At this point, the best way to manage the virus is to manage the bean leaf beetle. If bean leaf beetles were abundant in your fields last year, you will probably have them again this year because of the mild winter (see next week's ICM newsletter article on overwintered beetles). If bean pod mottle virus symptoms were observed in your fields, you may want to consider an early-season insecticide treatment when the beetles first invade the field. However, this management strategy has not been tested yet for its ability to prevent viral infection of the crop. The reason this strategy may not work is that timing an insecticide application for early-season beetles is difficult because beetles leave overwintering sites and colonize soybean fields over a several-week period. Because there is so much that we do not understand about the virus-beetle-soybean relationship, we cannot state confidently that this is the best management tactic.

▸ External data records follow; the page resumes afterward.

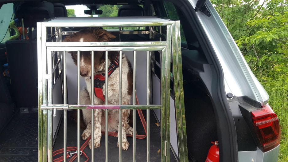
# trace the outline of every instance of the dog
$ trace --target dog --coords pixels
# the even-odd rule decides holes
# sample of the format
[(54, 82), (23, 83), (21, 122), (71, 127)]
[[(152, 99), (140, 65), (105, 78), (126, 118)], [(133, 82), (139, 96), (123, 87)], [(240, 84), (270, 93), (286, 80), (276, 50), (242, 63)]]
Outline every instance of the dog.
[[(99, 28), (85, 29), (80, 30), (72, 35), (67, 37), (64, 42), (107, 42), (116, 37), (107, 31)], [(77, 64), (77, 52), (69, 52), (74, 63)], [(94, 104), (103, 105), (105, 102), (104, 98), (96, 97), (94, 92), (91, 92), (91, 79), (94, 76), (101, 75), (105, 72), (105, 52), (95, 51), (94, 59), (94, 73), (91, 74), (91, 52), (83, 51), (80, 52), (80, 75), (84, 77), (86, 83), (87, 88), (80, 92), (80, 105), (90, 105), (92, 96), (94, 97)], [(108, 52), (108, 65), (109, 67), (114, 64), (117, 58), (122, 58), (122, 104), (130, 105), (132, 91), (132, 69), (131, 63), (126, 56), (122, 54), (119, 55), (118, 51)], [(109, 105), (119, 104), (119, 67), (113, 69), (114, 71), (108, 78), (108, 102)], [(105, 94), (105, 85), (103, 85), (101, 90)], [(102, 98), (102, 99), (101, 99)], [(82, 139), (86, 140), (91, 136), (91, 109), (82, 110), (83, 119), (87, 125), (86, 129), (81, 135)], [(122, 149), (127, 150), (129, 144), (127, 140), (126, 135), (132, 135), (133, 128), (128, 124), (128, 117), (130, 114), (130, 110), (123, 109), (122, 110)], [(108, 131), (115, 132), (118, 130), (119, 123), (119, 109), (108, 110)], [(99, 147), (102, 136), (101, 132), (105, 130), (105, 117), (104, 111), (103, 109), (95, 109), (94, 110), (94, 146), (95, 148)], [(119, 133), (119, 132), (118, 133)], [(119, 147), (119, 140), (118, 139), (117, 146)], [(91, 148), (91, 140), (89, 142), (89, 146)]]

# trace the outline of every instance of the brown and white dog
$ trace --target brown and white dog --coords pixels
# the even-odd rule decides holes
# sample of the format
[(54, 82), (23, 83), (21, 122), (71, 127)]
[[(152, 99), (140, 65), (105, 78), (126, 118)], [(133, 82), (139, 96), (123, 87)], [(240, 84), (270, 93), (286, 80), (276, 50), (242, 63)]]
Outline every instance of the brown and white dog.
[[(107, 31), (99, 28), (87, 29), (80, 30), (78, 32), (66, 37), (64, 42), (100, 42), (108, 41), (115, 38), (115, 36)], [(74, 63), (77, 65), (77, 53), (70, 52)], [(119, 52), (111, 51), (108, 52), (108, 65), (117, 57)], [(122, 104), (129, 105), (132, 93), (132, 70), (129, 60), (124, 54), (122, 56)], [(91, 57), (90, 52), (81, 52), (80, 56), (80, 75), (85, 79), (87, 86), (80, 92), (81, 105), (91, 104), (91, 96), (94, 97), (94, 104), (103, 105), (103, 101), (97, 97), (94, 92), (91, 92)], [(103, 73), (105, 71), (105, 54), (104, 51), (94, 52), (94, 75)], [(108, 103), (109, 105), (119, 105), (119, 68), (117, 67), (108, 78)], [(103, 85), (102, 91), (105, 94), (105, 85)], [(84, 121), (87, 125), (86, 129), (82, 135), (82, 138), (86, 140), (91, 135), (91, 110), (82, 109)], [(108, 131), (118, 131), (119, 123), (119, 110), (109, 110), (108, 111)], [(128, 124), (128, 117), (130, 110), (122, 110), (122, 149), (127, 150), (129, 144), (127, 141), (126, 134), (132, 135), (133, 129)], [(104, 111), (103, 109), (95, 109), (94, 111), (94, 141), (95, 148), (100, 146), (101, 131), (105, 130), (105, 117)], [(89, 147), (91, 148), (91, 140), (89, 141)], [(119, 147), (119, 139), (117, 146)]]

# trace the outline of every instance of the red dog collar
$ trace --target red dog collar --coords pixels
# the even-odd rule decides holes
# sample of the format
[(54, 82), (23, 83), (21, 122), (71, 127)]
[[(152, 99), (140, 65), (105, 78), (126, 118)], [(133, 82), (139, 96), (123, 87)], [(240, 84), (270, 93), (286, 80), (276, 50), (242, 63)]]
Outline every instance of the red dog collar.
[[(119, 54), (118, 53), (116, 57), (111, 62), (108, 67), (108, 77), (119, 66)], [(91, 78), (90, 77), (90, 79)], [(94, 90), (95, 95), (97, 97), (103, 101), (105, 101), (104, 95), (103, 94), (103, 86), (105, 84), (105, 73), (99, 74), (94, 76)]]

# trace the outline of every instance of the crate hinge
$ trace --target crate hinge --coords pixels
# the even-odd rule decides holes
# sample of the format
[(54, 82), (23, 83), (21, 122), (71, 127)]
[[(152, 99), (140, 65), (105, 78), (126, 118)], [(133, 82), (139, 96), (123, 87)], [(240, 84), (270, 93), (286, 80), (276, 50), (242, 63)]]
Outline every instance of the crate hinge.
[(40, 108), (42, 109), (68, 109), (68, 105), (42, 105)]
[(167, 61), (165, 61), (165, 76), (167, 76)]
[(165, 140), (164, 142), (164, 154), (165, 154), (165, 156), (167, 156), (167, 141)]

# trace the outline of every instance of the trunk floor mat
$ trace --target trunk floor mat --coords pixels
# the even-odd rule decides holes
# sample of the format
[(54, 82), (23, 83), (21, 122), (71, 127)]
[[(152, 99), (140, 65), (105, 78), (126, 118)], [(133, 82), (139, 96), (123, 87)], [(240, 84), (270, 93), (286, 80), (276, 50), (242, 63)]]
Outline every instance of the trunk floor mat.
[(0, 134), (0, 162), (37, 161), (38, 114), (15, 115)]
[[(77, 123), (73, 118), (75, 116), (71, 117), (69, 115), (69, 112), (67, 113), (67, 147), (77, 146)], [(146, 119), (146, 111), (142, 110), (144, 117)], [(76, 111), (75, 111), (76, 112)], [(132, 113), (132, 111), (130, 113)], [(136, 130), (138, 134), (144, 134), (145, 132), (141, 123), (140, 118), (137, 111), (136, 112)], [(132, 120), (132, 119), (131, 119)], [(157, 121), (151, 111), (150, 112), (150, 161), (161, 161), (161, 153), (158, 152), (161, 148), (161, 141), (160, 127), (158, 127), (155, 124)], [(54, 144), (53, 151), (63, 148), (63, 120), (60, 126), (59, 133)], [(132, 125), (132, 124), (131, 124)], [(82, 134), (85, 128), (81, 128), (81, 133)], [(81, 137), (80, 137), (81, 138)], [(127, 140), (130, 145), (126, 151), (122, 151), (122, 161), (130, 162), (133, 161), (133, 142), (132, 137), (127, 137)], [(85, 142), (82, 138), (80, 140), (80, 146)], [(119, 161), (119, 148), (117, 147), (117, 137), (109, 136), (108, 138), (108, 161)], [(105, 136), (103, 134), (101, 138), (101, 146), (100, 147), (94, 149), (94, 159), (95, 162), (105, 161)], [(136, 139), (136, 161), (147, 161), (146, 138), (143, 139)], [(162, 150), (161, 150), (162, 151)], [(84, 149), (84, 152), (91, 160), (91, 149), (88, 146)], [(60, 156), (57, 156), (55, 158)], [(176, 162), (172, 151), (170, 153), (170, 161)], [(81, 161), (86, 160), (85, 157), (81, 156)], [(68, 161), (70, 158), (68, 159)], [(77, 160), (77, 158), (75, 160)]]

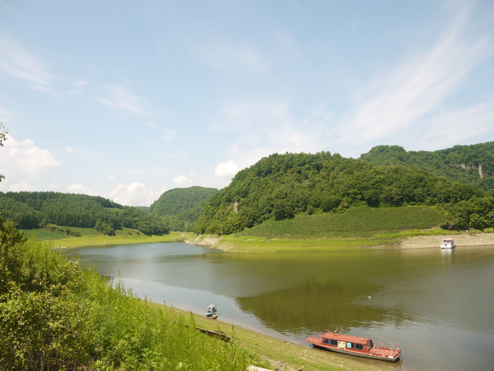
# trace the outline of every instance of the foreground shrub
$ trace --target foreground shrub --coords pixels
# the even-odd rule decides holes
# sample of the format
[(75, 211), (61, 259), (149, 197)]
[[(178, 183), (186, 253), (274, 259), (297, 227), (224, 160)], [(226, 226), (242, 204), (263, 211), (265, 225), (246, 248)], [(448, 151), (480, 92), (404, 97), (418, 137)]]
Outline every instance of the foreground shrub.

We will be evaluating this management strategy in field trials this summer.

Another option for managing early-season beetles is to plant soybeans later in the season to deter colonization of fields by bean leaf beetles. Even delaying planting until mid-to-late May can reduce bean leaf beetle densities in a field and thereby possibly reduce incidence of the disease in the crop. Plant resistance to bean pod mottle virus might be another option of managing the disease, but currently there are no funds available to support this work.

The next step: Research.

There is still a tremendous amount to learn about bean pod mottle virus. This summer a cooperative project between plant pathology and entomology will begin exploring many of the basic questions about the disease and possibly how it can be controlled. This research will be supported in part by a grant from the Iowa Soybean Promotion Board.